This refers to the edit “Directors, again” (February 26). Having worked as an independent director in several companies, I can hardly agree with the conclusion of the edit. It minimises the role of independent directors mainly on the ground that at times they are not able to detect the mischief of CEOs. The matter is not exactly that simple.
I would like to distinguish between the two functions of independent directors. One is the detection of mischief, and the other is giving correct advice. Coming to the second one first, these directors contribute significantly to the running of their companies. There is a committee for audit which entirely consists of independent directors — the CEO and the chairman are not involved.

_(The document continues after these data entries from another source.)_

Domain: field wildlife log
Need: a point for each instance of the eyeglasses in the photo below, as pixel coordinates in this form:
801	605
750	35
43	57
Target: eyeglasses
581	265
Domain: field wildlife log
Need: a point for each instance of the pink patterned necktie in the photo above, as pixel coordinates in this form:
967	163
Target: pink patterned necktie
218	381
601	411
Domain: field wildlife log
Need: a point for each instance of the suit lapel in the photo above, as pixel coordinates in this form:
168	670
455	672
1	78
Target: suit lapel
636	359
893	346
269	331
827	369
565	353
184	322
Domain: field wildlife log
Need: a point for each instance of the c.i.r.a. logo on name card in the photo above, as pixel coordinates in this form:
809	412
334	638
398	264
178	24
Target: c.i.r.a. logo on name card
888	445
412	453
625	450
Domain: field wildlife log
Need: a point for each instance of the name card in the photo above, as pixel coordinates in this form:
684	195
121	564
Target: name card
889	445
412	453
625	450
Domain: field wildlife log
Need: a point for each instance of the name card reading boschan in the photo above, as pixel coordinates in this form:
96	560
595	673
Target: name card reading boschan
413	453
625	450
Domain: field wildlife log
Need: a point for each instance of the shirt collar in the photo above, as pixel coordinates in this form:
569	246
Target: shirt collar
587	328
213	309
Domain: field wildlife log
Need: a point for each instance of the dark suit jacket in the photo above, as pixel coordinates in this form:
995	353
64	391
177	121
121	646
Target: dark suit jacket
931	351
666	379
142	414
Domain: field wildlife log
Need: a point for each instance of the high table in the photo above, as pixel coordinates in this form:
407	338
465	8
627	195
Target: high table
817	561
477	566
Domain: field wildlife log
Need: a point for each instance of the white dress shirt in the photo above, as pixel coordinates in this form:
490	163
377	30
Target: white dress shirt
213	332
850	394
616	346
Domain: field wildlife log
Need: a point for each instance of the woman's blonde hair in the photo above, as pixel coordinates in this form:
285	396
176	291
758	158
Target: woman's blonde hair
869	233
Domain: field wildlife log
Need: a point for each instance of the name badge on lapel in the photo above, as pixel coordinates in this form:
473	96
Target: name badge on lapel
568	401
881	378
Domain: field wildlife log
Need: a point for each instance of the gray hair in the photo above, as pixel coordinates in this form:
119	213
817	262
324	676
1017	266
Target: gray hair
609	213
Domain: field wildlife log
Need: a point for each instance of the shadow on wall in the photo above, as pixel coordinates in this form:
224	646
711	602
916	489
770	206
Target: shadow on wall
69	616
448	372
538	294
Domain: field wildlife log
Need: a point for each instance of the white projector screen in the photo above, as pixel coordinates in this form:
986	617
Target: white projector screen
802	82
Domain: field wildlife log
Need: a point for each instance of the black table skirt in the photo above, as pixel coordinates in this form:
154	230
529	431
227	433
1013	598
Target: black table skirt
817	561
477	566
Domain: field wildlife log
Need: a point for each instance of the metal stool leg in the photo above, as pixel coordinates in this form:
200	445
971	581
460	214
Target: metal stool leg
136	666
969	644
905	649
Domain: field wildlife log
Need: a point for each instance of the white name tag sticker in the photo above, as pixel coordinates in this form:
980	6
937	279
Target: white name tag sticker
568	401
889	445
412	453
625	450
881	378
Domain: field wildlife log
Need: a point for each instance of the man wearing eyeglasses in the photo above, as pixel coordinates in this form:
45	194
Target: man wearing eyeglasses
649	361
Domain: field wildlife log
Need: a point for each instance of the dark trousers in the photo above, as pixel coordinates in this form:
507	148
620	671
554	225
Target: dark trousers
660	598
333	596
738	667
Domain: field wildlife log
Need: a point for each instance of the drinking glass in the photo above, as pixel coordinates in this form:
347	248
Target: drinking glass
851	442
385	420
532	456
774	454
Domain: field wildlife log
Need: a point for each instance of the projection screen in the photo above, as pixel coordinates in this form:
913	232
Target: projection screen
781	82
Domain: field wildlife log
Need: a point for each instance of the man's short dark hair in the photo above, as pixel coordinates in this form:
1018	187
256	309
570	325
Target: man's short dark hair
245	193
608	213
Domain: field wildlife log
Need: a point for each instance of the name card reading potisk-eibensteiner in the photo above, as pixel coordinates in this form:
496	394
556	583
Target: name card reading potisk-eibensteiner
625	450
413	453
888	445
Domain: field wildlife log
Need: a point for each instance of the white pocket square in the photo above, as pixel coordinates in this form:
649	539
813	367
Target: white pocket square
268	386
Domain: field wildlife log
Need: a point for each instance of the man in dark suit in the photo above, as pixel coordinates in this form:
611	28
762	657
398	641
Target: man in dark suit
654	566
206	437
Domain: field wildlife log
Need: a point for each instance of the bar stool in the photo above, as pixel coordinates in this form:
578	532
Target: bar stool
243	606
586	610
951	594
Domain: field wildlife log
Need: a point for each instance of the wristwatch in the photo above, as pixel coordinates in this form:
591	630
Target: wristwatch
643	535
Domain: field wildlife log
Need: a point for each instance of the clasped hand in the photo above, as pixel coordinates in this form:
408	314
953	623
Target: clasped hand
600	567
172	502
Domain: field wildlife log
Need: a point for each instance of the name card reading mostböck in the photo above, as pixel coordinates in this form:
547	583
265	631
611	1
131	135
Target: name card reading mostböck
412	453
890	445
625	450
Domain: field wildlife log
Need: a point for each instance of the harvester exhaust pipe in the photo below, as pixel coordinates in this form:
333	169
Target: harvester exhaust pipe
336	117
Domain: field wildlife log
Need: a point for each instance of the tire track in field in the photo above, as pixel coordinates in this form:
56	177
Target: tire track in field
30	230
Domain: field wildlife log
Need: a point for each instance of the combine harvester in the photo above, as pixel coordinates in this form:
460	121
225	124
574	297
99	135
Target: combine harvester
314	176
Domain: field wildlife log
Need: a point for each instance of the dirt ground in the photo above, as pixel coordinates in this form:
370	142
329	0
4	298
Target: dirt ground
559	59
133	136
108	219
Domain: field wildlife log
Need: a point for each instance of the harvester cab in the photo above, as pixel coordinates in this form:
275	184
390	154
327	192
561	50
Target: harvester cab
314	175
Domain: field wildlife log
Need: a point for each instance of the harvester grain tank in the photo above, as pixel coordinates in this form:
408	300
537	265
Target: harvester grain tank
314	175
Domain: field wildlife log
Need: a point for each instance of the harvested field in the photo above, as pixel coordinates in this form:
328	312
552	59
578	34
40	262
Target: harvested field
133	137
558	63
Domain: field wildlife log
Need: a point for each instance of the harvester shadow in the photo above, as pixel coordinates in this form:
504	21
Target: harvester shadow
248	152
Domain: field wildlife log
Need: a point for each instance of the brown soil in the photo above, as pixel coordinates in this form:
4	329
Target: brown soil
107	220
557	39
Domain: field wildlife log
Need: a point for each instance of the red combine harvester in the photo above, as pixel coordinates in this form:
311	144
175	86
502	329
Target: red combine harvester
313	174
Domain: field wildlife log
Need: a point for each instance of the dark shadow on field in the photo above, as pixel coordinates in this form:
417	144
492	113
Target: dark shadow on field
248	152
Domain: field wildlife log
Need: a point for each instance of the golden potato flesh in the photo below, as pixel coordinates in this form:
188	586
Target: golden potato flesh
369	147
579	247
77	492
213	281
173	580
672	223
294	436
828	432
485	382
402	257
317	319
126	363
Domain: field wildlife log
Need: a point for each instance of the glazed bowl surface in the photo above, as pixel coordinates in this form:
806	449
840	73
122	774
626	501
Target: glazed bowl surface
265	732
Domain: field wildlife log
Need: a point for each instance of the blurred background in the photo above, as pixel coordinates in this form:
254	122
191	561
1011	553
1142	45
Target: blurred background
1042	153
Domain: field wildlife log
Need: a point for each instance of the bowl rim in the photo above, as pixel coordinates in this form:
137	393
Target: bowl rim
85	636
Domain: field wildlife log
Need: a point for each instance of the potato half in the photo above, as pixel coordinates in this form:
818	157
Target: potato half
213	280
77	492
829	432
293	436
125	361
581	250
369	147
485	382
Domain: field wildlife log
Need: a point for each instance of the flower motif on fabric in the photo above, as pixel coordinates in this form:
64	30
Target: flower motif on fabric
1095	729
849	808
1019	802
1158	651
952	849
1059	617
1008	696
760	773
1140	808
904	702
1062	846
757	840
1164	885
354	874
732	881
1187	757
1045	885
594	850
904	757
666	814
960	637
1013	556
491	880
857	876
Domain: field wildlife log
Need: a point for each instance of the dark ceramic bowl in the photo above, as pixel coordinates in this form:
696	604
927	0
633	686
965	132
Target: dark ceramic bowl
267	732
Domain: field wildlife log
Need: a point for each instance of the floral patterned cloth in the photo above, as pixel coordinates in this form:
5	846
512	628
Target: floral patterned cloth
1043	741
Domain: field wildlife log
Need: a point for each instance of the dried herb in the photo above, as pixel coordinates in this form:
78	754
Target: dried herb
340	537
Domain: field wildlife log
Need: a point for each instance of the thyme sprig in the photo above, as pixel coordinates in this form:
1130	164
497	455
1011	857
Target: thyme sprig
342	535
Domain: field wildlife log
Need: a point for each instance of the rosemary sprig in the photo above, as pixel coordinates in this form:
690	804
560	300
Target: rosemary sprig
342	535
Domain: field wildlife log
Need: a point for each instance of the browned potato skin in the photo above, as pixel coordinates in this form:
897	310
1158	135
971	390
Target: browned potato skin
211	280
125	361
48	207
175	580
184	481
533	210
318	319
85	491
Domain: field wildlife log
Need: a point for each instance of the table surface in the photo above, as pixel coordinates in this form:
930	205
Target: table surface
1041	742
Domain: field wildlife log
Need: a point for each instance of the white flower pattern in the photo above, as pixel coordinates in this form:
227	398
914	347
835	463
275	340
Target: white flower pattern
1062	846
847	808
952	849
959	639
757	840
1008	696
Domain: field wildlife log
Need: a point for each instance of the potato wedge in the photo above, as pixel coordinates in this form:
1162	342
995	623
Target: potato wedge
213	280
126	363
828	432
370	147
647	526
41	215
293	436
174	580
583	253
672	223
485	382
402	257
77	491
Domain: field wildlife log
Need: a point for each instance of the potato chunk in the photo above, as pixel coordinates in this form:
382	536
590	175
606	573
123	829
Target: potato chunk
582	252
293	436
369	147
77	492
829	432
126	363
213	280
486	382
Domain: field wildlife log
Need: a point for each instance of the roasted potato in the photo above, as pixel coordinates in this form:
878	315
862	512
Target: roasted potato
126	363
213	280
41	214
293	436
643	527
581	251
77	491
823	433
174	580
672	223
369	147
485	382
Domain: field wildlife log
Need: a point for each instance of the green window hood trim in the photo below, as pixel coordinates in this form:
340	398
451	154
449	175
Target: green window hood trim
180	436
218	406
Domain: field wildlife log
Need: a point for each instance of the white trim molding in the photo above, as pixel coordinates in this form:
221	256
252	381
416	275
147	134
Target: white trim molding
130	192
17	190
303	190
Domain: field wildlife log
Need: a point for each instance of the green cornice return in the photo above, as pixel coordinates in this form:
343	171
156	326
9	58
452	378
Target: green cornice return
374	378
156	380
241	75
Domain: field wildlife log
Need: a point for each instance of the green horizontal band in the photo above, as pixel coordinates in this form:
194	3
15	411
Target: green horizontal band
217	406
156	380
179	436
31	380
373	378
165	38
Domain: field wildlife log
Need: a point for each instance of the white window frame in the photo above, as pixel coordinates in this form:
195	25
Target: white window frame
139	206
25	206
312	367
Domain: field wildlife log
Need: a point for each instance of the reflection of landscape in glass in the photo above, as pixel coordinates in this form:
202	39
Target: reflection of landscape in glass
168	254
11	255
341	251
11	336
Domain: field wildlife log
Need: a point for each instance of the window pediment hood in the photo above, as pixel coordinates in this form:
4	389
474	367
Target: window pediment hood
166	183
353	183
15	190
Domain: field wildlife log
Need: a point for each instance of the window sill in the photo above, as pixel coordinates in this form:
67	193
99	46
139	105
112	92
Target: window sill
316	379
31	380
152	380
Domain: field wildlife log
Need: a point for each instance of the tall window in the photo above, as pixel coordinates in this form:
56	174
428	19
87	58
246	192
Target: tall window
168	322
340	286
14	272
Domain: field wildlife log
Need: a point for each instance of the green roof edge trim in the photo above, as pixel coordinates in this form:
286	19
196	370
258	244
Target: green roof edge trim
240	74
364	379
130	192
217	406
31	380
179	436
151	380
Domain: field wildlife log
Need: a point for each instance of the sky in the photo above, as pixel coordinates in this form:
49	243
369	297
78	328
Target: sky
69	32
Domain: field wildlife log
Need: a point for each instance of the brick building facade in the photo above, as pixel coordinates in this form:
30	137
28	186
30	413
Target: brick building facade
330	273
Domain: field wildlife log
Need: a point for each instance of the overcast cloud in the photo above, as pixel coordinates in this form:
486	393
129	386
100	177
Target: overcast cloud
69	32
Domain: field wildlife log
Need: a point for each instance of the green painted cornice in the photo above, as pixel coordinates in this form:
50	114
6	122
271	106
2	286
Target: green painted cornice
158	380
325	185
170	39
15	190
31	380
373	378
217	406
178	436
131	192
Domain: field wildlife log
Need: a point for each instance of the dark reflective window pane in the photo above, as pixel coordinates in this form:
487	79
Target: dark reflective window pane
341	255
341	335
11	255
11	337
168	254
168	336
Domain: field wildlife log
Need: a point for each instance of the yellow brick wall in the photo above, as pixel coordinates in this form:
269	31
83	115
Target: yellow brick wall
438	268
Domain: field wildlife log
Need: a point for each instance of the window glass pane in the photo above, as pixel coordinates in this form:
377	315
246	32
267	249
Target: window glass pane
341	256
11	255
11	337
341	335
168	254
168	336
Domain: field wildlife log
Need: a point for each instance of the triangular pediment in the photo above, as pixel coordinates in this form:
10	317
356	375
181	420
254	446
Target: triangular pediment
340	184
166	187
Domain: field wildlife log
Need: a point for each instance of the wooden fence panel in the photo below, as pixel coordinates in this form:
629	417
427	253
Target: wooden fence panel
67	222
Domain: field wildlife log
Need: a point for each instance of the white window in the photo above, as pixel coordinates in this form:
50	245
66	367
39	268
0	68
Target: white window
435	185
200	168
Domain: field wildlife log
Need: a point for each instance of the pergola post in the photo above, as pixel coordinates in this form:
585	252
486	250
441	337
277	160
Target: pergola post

Only the CFO and statutory external auditors are part of it. Any other officer can be called to come up with a reply to questions and asked to give a presentation. The accounts and the working of various units are closely examined and many supplementary details are called for and routinely supplied. In more than a decade, I have never seen such information being withheld. A lot of suggestions are worked out by the audit committee and then placed before the board of directors for discussion. These are also important matters and cannot be ignored or devalued just because independent directors are not able to detect frauds committed by CEOs and CFOs with the help of auditors.
One needs to understand that whether there’s a fraud or not, independent directors provide valuable advice necessary to run a business properly and profitably. Whether to spin off a part of the company or not is not a matter of fraud; to buy another company or not is not a matter of fraud. On these issues, independent directors contribute a precious lot and not a precious little.